Training AI systems with user data is under fire. Public posts, photos and reactions are often used without explicit permission. This can lead to the loss of control over personal data. Large privacy objections and legislation have been tightened. But what are the alternatives? We list them.
Recently warned the Dutch Data Protection Authority Users of Instagram and Facebook for parent company Meta that wants to train artificial intelligence (AI) with data from social-media posts. Users do not want that, they have until 27 May 2025 to object. In that case Meta does not automatically use user data for training Meta AI.
In Europe there is often discussion about compliance with the General Data Protection Regulation (AVG). Some companies, such as Meta, use an opt-out model, where users must actively object. This is seen as problematic because explicit permission (opt-in) is often required. It is often unclear for users how their data is used or what the consequences are. This lack of transparency often feeds distrust.
1) Synthetic data
Instead of real user data, companies can use synthetic data, which are generated by algorithms that mimic patterns and properties of real data sets, without using personal or sensitive information. This type of data is used for statistical models. These models analyze the relationships and patterns in real data sets and use them to create similar data. For example, a data set with demographic data can be simulated by using statistical distributions.
Synthetic data is also often used for simulations. Hereby scenarios are simulated to generate data that simulate certain circumstances. An example is the simulation of traffic flows to create data for city planning. There are open source tools available such as Blueen.ai and Substra Those synthetic data generate for specific applications, such as healthcare and financial analyzes. Synthetic data offers benefits such as improved privacy and accessibility, but it requires careful implementation to guarantee its quality and reliability. A party that A lot works with synthetic data is the CBS.
2) Federated Learning
Another alternative to training AI systems with user data is ‘Federated Learning’. That is a decentralized and privacy -friendly form of machine learning. Instead of sending data to a central server, the machine learning model is brought to the data. This means that sensitive data remain locally and are not shared, while only anonymized results are exchanged. This approach protects the privacy of users and meets strict regulations such as the AVG.
The AI model is trained locally with the data of an organization. Only the anonymized interim results are shared with other organizations or a central server. Sensitive data remains locally and are not exposed to risks such as data breaches, which should improve privacy protection. Federated Learning is used in sectors such as healthcare, where it helps to analyze medical data without violating the privacy of patients. For example with cancer research, where hospitals analyze data on treatment methods without sharing patient data. But Google also uses Federated Learning in its Android platform. It is used for personalized recommendations on mobile devices, where the data remains locally. An example is to improve predictive text on smartphones. You can read more about Federated Learning on the websites of TNO and Active Collective.
3) Public data sets
In the Netherlands, public data sets are often used as an alternative to user data when training AI models. An example is the Dataset Statline of Statistics Netherlands. That is an extensive collection of public data on topics such as demography, economy and health. AI models are trained to analyze trends, such as population growth or economic developments. The Land Registry also has an interesting dataset with its large -scale topographical map (basic registration addresses and buildings). Training of AI systems with that data is used for geographical analyzes, such as planning infrastructure projects.

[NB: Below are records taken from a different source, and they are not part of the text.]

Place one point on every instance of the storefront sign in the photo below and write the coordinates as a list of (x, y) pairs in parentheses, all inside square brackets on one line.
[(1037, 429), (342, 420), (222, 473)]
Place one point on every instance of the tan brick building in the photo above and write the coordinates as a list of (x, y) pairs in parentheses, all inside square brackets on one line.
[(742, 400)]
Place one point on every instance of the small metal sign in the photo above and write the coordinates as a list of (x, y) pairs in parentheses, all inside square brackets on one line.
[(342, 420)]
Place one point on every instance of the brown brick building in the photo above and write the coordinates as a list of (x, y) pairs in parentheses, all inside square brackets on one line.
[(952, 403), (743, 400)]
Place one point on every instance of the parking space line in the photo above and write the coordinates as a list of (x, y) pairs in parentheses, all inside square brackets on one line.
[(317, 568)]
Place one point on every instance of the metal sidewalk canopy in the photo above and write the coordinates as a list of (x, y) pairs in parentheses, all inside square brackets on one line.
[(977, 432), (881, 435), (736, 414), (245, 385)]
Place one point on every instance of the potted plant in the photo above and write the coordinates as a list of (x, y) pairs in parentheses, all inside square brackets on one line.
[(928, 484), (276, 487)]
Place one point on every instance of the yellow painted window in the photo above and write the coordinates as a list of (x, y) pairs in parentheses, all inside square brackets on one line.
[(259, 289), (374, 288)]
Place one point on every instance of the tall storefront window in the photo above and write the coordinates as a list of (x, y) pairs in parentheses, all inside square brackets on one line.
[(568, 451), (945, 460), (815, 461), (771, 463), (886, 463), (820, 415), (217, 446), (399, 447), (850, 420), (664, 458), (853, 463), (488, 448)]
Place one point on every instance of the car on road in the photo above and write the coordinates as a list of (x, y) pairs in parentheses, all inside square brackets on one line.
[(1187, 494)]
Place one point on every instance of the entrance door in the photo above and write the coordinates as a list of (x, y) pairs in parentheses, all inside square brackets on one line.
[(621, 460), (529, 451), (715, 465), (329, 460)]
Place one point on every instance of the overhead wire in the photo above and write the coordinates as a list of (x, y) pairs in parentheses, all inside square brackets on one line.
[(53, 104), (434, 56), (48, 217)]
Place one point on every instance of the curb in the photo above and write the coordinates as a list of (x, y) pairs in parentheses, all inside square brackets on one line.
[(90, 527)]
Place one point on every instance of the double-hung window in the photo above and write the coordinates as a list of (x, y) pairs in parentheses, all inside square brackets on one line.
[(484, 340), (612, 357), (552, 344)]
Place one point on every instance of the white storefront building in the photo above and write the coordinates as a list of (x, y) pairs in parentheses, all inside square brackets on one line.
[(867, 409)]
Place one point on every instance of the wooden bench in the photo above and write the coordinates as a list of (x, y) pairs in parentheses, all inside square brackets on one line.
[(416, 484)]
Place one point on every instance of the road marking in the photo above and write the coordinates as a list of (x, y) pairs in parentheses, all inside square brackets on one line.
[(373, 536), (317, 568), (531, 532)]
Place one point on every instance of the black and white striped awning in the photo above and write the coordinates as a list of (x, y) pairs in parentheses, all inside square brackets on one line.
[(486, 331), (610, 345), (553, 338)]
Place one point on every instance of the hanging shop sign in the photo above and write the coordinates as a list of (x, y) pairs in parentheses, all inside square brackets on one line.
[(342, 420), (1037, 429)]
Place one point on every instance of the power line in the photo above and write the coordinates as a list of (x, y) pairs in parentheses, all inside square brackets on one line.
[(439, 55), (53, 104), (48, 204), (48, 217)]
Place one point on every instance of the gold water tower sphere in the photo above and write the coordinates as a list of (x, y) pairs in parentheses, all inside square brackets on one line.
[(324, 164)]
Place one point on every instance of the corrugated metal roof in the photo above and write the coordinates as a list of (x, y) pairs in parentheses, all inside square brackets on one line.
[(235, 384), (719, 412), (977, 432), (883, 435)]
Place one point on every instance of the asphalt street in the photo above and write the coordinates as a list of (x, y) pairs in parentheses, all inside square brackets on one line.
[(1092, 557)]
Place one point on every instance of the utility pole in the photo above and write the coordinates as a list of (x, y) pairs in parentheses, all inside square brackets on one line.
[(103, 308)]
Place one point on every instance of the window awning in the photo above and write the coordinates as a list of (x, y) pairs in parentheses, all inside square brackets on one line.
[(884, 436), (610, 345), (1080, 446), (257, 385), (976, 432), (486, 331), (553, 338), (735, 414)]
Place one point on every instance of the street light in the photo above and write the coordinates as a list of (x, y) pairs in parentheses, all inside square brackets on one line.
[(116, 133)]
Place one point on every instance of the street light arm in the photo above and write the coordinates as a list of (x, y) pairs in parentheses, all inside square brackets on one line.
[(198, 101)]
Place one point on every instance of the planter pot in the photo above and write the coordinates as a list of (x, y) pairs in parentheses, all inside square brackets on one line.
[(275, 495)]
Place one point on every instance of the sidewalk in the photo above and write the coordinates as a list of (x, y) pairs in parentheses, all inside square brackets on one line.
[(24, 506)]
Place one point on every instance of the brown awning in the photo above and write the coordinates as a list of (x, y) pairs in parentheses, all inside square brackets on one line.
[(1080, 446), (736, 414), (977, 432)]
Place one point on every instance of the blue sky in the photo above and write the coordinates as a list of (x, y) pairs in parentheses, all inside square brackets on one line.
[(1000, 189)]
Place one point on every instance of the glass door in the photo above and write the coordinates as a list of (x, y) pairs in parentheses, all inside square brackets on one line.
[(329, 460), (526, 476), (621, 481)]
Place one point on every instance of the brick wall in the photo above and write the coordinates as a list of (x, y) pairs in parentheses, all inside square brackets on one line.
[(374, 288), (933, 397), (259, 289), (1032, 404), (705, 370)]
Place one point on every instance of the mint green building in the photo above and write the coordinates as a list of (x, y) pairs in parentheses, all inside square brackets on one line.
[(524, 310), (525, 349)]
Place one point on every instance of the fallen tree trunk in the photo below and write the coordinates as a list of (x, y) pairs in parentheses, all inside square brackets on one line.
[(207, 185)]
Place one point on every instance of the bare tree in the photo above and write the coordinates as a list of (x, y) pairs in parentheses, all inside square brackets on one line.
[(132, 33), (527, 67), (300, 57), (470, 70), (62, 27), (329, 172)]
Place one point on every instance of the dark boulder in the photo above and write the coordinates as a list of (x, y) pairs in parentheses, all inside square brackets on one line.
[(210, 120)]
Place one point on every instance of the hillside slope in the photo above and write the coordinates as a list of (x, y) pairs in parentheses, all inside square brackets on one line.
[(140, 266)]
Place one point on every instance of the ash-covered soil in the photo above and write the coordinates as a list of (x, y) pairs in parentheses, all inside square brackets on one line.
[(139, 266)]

Health data, such as data on infectious diseases and environmental factors of the RIVM, are also a public data factor that can be used to train AI models to predict health risks and develop preventive measures. Vektis offers a data set on healthcare costs by postcode. AI is used to analyze patterns in care use and to improve policy. These data sets offer a valuable source for AI development without using personal data.
Do you still use user data? Ask explicit permission
Companies that still want to train AI systems with user data must comply with strict rules and request explicit permission. They can clearly inform users and request permission before data is used, for example via pop-ups or settings in apps. Companies that use explicit permission for training AI models with user data often do this to comply with privacy legislation such as the AVG and to build trust with their users.
Here are some examples: Meta requires explicit permission from users in the European Union to use public messages, reactions and chatbot interactions for training their AI models. This is done through reports in the app and by e-mail, where users can actively object. Training AI models is used by Meta, among other things, to better understand and respond to European languages and culture.
And Google requires explicit permission for the use of data in applications such as Google Assistant and personalized advertisements. Users can adjust their settings to determine which data is used. Applications are improving speech recognition and personalized recommendations.